While DNT only applies to third party trackers, it’s still possible that a user may want to grant exceptions for third parties on a site they trust for the purposes of enabling desired functionality. For this purpose future browser implementations of DNT may accommodate exception handling – allowing the user to set browser-based DNT exceptions for specific domains.
Mozilla was an early champion of DNT and specifically chose the term to avoid the ambiguity of interpretation that plagued cookie-based opt-out mechanisms. Microsoft’s surprising move to make DNT the default in IE10 will force the industry to decide how to interpret this signal.

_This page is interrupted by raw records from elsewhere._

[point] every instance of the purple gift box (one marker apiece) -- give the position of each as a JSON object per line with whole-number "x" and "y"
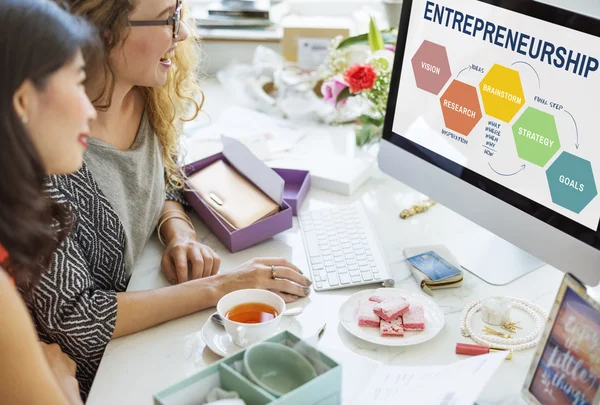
{"x": 296, "y": 187}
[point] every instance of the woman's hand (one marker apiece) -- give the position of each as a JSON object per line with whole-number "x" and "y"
{"x": 274, "y": 274}
{"x": 63, "y": 368}
{"x": 185, "y": 253}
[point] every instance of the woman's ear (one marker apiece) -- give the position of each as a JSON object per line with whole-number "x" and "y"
{"x": 23, "y": 99}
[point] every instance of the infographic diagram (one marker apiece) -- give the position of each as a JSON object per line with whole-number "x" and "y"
{"x": 481, "y": 93}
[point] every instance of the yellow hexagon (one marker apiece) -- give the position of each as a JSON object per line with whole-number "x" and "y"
{"x": 502, "y": 93}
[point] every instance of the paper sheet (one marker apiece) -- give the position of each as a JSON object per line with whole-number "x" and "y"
{"x": 456, "y": 384}
{"x": 256, "y": 171}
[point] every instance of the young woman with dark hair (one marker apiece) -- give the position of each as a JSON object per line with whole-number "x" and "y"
{"x": 44, "y": 122}
{"x": 129, "y": 186}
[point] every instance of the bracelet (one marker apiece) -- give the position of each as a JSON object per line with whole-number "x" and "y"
{"x": 515, "y": 344}
{"x": 183, "y": 218}
{"x": 168, "y": 211}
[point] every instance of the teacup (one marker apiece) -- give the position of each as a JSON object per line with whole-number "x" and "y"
{"x": 245, "y": 334}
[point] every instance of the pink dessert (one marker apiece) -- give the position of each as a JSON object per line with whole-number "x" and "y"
{"x": 393, "y": 328}
{"x": 414, "y": 319}
{"x": 391, "y": 309}
{"x": 366, "y": 316}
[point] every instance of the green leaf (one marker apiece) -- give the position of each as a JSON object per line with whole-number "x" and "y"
{"x": 375, "y": 39}
{"x": 344, "y": 94}
{"x": 389, "y": 36}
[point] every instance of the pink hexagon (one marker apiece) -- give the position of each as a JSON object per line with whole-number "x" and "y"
{"x": 431, "y": 67}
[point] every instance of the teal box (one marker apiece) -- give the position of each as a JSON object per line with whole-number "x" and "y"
{"x": 323, "y": 390}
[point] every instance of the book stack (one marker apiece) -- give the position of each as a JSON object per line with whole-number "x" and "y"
{"x": 241, "y": 13}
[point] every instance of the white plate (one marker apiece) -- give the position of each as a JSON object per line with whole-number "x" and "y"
{"x": 434, "y": 318}
{"x": 220, "y": 342}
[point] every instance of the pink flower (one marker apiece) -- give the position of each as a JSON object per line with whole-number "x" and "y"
{"x": 360, "y": 77}
{"x": 332, "y": 88}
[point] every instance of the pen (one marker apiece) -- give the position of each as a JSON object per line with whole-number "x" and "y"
{"x": 475, "y": 350}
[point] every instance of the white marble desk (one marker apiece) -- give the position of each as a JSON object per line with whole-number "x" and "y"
{"x": 137, "y": 366}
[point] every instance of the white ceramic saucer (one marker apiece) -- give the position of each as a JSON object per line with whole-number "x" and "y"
{"x": 220, "y": 342}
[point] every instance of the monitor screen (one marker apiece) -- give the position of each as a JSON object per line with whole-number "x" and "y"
{"x": 504, "y": 97}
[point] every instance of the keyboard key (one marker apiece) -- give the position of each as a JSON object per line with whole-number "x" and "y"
{"x": 312, "y": 244}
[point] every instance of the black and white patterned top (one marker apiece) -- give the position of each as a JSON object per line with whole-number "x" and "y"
{"x": 75, "y": 304}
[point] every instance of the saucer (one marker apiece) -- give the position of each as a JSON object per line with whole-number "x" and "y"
{"x": 219, "y": 341}
{"x": 434, "y": 318}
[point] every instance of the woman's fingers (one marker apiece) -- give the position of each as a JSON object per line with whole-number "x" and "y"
{"x": 169, "y": 269}
{"x": 279, "y": 261}
{"x": 199, "y": 263}
{"x": 289, "y": 274}
{"x": 216, "y": 262}
{"x": 287, "y": 297}
{"x": 179, "y": 257}
{"x": 285, "y": 286}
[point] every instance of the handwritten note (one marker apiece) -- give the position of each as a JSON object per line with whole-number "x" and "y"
{"x": 569, "y": 369}
{"x": 455, "y": 384}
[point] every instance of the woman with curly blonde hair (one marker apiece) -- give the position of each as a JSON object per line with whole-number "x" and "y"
{"x": 128, "y": 185}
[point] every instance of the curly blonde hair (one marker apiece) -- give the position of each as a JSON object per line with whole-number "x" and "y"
{"x": 167, "y": 106}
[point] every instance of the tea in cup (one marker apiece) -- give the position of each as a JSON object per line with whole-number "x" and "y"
{"x": 251, "y": 315}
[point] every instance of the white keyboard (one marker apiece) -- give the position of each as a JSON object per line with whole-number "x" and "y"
{"x": 342, "y": 249}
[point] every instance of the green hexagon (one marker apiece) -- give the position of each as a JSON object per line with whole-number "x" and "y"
{"x": 536, "y": 136}
{"x": 571, "y": 182}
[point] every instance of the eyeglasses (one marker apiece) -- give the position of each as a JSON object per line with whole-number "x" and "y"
{"x": 174, "y": 20}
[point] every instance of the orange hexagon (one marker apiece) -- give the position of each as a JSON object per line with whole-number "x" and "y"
{"x": 460, "y": 107}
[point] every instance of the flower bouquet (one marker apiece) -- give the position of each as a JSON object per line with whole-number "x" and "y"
{"x": 360, "y": 68}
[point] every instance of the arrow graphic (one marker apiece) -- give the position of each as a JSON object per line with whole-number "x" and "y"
{"x": 510, "y": 174}
{"x": 467, "y": 68}
{"x": 576, "y": 129}
{"x": 535, "y": 71}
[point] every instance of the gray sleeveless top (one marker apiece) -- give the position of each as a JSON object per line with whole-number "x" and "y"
{"x": 133, "y": 182}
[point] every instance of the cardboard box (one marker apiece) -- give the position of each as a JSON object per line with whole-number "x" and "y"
{"x": 323, "y": 390}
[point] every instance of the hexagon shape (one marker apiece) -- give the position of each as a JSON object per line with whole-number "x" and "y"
{"x": 460, "y": 107}
{"x": 571, "y": 182}
{"x": 536, "y": 136}
{"x": 502, "y": 93}
{"x": 431, "y": 67}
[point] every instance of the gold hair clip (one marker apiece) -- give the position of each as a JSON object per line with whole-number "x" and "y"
{"x": 490, "y": 331}
{"x": 417, "y": 209}
{"x": 511, "y": 326}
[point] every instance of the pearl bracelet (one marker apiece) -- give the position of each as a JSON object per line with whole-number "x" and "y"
{"x": 515, "y": 344}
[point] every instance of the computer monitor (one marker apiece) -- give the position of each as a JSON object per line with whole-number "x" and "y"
{"x": 493, "y": 112}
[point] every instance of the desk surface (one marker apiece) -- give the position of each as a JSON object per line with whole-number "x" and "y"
{"x": 137, "y": 366}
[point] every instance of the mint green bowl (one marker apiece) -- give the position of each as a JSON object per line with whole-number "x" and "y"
{"x": 277, "y": 368}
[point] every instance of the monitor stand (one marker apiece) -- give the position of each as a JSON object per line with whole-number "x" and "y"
{"x": 491, "y": 258}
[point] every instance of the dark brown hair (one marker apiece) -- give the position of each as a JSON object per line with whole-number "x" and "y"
{"x": 37, "y": 38}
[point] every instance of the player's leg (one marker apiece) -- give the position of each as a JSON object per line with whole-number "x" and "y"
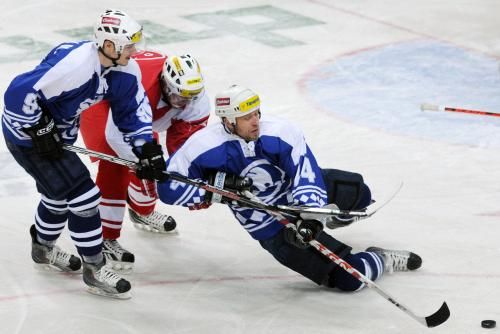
{"x": 112, "y": 180}
{"x": 142, "y": 197}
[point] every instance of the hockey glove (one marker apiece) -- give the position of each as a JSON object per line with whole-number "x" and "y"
{"x": 151, "y": 162}
{"x": 45, "y": 138}
{"x": 224, "y": 181}
{"x": 334, "y": 222}
{"x": 300, "y": 233}
{"x": 229, "y": 182}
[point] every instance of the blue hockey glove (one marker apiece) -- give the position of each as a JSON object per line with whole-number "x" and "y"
{"x": 229, "y": 182}
{"x": 45, "y": 138}
{"x": 301, "y": 232}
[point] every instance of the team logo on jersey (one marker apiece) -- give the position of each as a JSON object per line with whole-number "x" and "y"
{"x": 268, "y": 180}
{"x": 111, "y": 20}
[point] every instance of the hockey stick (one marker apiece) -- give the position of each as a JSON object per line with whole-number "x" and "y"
{"x": 433, "y": 107}
{"x": 433, "y": 320}
{"x": 241, "y": 200}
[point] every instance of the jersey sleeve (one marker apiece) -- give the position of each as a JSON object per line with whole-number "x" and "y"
{"x": 194, "y": 160}
{"x": 187, "y": 122}
{"x": 130, "y": 107}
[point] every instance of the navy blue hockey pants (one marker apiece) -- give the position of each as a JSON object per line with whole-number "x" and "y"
{"x": 68, "y": 194}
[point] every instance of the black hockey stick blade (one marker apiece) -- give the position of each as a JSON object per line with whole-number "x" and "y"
{"x": 438, "y": 317}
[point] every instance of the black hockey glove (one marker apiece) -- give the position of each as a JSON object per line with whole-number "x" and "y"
{"x": 301, "y": 232}
{"x": 224, "y": 181}
{"x": 151, "y": 162}
{"x": 45, "y": 138}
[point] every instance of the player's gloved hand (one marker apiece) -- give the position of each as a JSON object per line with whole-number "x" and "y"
{"x": 45, "y": 138}
{"x": 334, "y": 222}
{"x": 151, "y": 162}
{"x": 224, "y": 181}
{"x": 301, "y": 232}
{"x": 228, "y": 182}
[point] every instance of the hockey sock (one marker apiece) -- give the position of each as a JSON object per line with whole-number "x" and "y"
{"x": 84, "y": 221}
{"x": 142, "y": 196}
{"x": 112, "y": 180}
{"x": 50, "y": 220}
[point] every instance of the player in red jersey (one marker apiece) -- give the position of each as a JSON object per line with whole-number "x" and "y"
{"x": 175, "y": 89}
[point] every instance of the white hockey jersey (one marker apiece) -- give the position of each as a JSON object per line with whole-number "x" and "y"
{"x": 281, "y": 165}
{"x": 69, "y": 80}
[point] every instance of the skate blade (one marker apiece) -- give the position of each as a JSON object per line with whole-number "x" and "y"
{"x": 49, "y": 268}
{"x": 99, "y": 292}
{"x": 150, "y": 229}
{"x": 121, "y": 267}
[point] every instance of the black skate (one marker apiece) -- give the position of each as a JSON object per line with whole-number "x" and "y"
{"x": 52, "y": 258}
{"x": 117, "y": 257}
{"x": 102, "y": 281}
{"x": 155, "y": 222}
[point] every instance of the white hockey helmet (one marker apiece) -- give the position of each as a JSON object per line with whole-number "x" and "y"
{"x": 118, "y": 27}
{"x": 182, "y": 76}
{"x": 236, "y": 101}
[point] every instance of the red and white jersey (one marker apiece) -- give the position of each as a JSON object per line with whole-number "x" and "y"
{"x": 101, "y": 134}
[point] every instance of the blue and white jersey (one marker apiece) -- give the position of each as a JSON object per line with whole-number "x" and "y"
{"x": 69, "y": 80}
{"x": 281, "y": 165}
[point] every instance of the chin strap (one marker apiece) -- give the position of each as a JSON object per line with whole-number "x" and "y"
{"x": 110, "y": 58}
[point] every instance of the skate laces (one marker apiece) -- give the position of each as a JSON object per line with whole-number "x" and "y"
{"x": 104, "y": 275}
{"x": 154, "y": 219}
{"x": 57, "y": 256}
{"x": 157, "y": 219}
{"x": 396, "y": 261}
{"x": 112, "y": 246}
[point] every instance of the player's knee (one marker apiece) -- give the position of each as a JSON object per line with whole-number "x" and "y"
{"x": 84, "y": 200}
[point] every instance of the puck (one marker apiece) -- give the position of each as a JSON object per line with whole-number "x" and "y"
{"x": 488, "y": 323}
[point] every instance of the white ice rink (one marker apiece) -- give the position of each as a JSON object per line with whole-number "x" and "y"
{"x": 353, "y": 74}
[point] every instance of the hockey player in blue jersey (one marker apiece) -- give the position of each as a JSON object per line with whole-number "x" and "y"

For companies who plan to honor DNT, this will be an opportunity for a new kind of consumer engagement and education by way of a DNT exception request, in which the publisher can request on behalf of the ad providers that the user allow tracking for a trusted site.
Complications of an Integrated Solution
One of the difficulties of integrating DNT and cookie-based preferences is that these two preference mechanisms, while similar in their representation of user intent, are functionally very different. DNT is a global setting in the browser and is communicated along with all http requests, while cookie-based preferences are maintained in the browser cookie storage and can only be accessed by the individual domains who set them.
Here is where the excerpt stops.